Originally Posted by
Revolutionary_Jack
If the Republicans were capable of a little self-reflexion they'd realize, "So this is how communists or Marxists feel when they say don't equate Marx with Stalin and Mao".
Unfortunately we have to do, even that, on their behalf, ventriloquize the tragedy and decay of the party of Lincoln, Thaddeus Stevens, Charles Sumner, Ulysses S. Grant, Frederick Douglass into what it has become today.

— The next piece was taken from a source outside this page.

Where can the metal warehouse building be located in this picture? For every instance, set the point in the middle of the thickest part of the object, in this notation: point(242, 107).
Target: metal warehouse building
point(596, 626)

In any case, the decay of the Republican party is a function of the weaknesses of the American party system which is really an American coalition system. The American party system is a coalition system...and the reason the party of Woodrow Wilson (the last 19th Century Dixiecrat scumbag) transformed eventually into a Civil Rights party is accident and circumstances rather than design or intent on any of the party founders or activists at the time. It's not the Dems had a change of heart and repented, it's just that social trends and situations eventually led the electorate to change the party from within and make it into something else. The same thing happened with the Republican party. Had situations been different, it could well have gone the other way and we would think of the Republicans as the Left Wing party it originally started out as. The party that Karl Marx in England praised as the working man's party and the abolitionist party. The decay of the Republican party has a tragedy to it because it's a mirror and warning about how something that started out with ideals and promises turned into sewage. It's the defining American example of that.
The Republicans are the party of the best and the worst President in American history. And in the entire history of the Republican party, I'd argue they produced maybe three great Presidents -- Lincoln, Grant, Teddy Roosevelt. Not saying that all of them did the right thing all the time but yeah lasting stuff and positive stuff happened under them. There's one decent and good President in Eisenhower after World War 2. But otherwise you have mediocrities, hacks, assholes (Herbert Hoover), frauds (Reagan), idiots (W.), crooks (Nixon), and now pure evil (Trump). I will say that Richard Nixon is genuinely interesting for doing some good things (his pro-Native government policy, EPA) but also appalling things (Watergate, dog-whistle campaigning, paranoia) at the same time, and Nixon symbolizes the divides and schisms of the entire legacy of this party. But Trump is just nihilism.